Après le torture-porn, genre prôné par Jigsaw et sa marionnette enfantine, voici le social-porn. Imaginez tous les malheurs du monde qui s'abattent sur une seule personne: Precious, enceinte de son deuxième enfant dont le père n'est autre que son père, martyrisée par sa mère qui lui lance des casseroles sur la tête, analphabète, obèse et pour couronner le tout, elle vit dans la misère ne subsistant que grâce aux allocs de sa mère. En clair, la VDM maîtresse de toutes les VDM. Pas besoin d'expliciter, il suffirait d'écrire : « Mon nom est Precious, VDM ! » et elle recueillera pleines de validations de VDM (y aura juste quelques enfoirés pour cliquer sur « Tu l'as mérité »).

Ceux qui crient haut et fort que le film en fait trop. Ce serait ne faire que l'apologie de leur bêtise, de leur ignorance car la situation sociale dans les ghettos est loin d'être reluisante surtout dans les favelas ou les coins les plus reculés d'Afrique ou d'Asie.

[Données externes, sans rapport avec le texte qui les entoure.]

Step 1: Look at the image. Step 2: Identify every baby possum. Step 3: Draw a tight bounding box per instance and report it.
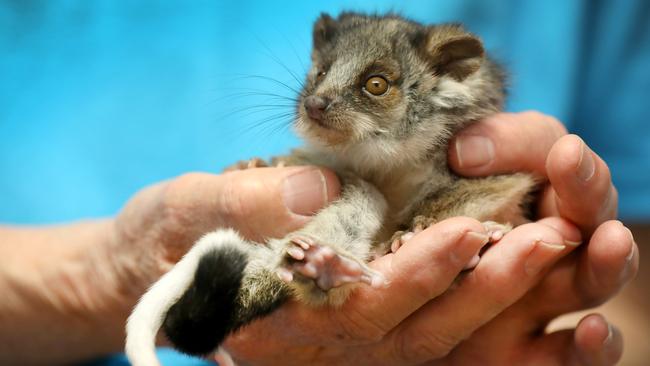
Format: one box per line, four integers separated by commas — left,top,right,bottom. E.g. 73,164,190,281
126,12,535,365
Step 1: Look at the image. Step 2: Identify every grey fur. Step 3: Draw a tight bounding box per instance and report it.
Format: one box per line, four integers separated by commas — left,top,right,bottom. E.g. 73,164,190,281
128,12,537,361
228,9,536,339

Surtout ce qui marque avec ce film, c'est la façon dont il évite de tomber dans la surenchère pure et dure, pour nous forcer à tirer les larmes. La Precious, malgré tout ce qui lui arrive, reste digne et tente toujours de s'en sortir via l'école. Une belle leçon de vie pour nous tous, cette jeune fille nous prouve qu'il reste toujours un espoir même au fond du trou.

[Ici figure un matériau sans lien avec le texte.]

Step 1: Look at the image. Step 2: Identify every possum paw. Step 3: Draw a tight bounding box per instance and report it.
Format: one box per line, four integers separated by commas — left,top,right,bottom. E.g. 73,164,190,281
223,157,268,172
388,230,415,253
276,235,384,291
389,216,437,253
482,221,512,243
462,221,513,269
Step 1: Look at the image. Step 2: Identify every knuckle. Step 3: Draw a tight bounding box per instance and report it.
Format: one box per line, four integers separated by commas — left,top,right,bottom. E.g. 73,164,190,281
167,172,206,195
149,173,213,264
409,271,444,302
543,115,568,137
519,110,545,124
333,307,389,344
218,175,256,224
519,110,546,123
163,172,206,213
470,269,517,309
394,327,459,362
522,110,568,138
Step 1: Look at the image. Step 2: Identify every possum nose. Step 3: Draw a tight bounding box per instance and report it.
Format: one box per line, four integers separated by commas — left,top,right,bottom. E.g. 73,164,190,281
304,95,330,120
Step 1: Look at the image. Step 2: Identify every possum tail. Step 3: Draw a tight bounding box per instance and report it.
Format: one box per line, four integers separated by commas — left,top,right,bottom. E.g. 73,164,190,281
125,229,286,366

Un excellent drame servi par une réalisation un peu atypique rappelant beaucoup les séries policières The Wire et The Shield. A savoir une utilisation d'un grain prononcé et de légers zoom rapides pour appuyer (voir forcer) l'attention du spectateur. Ça déroute un peu par rapport aux standards hollywoodiens mais il faut rappeler que Precious est un film indépendant. S'il a connu une aussi grosse médiatisation, il le doit beaucoup à Oprah.

Au delà de la bonne performance de l'actrice principale (rien d'extraordinaire non plus), c'est principalement celle de Mo'Nique (jouant le rôle de la mère de Precious) qui subjugue. Pas besoin de mots pour l'expliquer. C'est encore plus surprenant en regardant la filmographie de cette actrice habituée aux comédies et aux nanars, ce serait un peu comme si Vincent Lagaf' jouait le rôle principal de Le Pianiste.

L'apothéose survient durant La confrontation finale entre Mo'Nique et sa « fille », un moment d'émotion pure et d'horreur absolue (vous pensez avoir touché le fond avec les tortures physiques et sanguinolentes de Saw, imaginez l'équivalent mais moralement). En plus les descriptions de Mo'Nique sur les sévices subies par Precious sont à glacer (c'est simple, j'ai du regarder un sitcom après pour me changer les idées sinon je ne dormais pas). On comprend aisément l'Oscar attribué à Mo'Nique et il ne souffre d'aucune contestation.

Pour l'anecdote, il faut savoir que l'actrice Mo'Nique a été abusée par son frère pendant huit ans et a avoué s'être servi de ce film comme thérapie.

Deuxième surprise, le rôle de Miss Weiss, l'assistance sociale. Alors qu'Helen Mirren devait prendre le rôle, elle se désista au dernier moment et le rôle fut donné à Mariah Carey. Une catastrophe ? A ma grande surprise, non. M'enfin, il faut dire que je ne l'ai même pas reconnu. J'ai dû attendre le générique de fin pour voir à quel personnage correspondait l'actrice. Je fus stupéfait en apprenant qu'il s'agissait de Miss Weiss. Une belle performance de sa part et il faut le signaler vu le nombre de chanteuses qui foirent totalement le passage au grand écran (remember Britney Spears, Jennifer Lopez, Christina Aguilera).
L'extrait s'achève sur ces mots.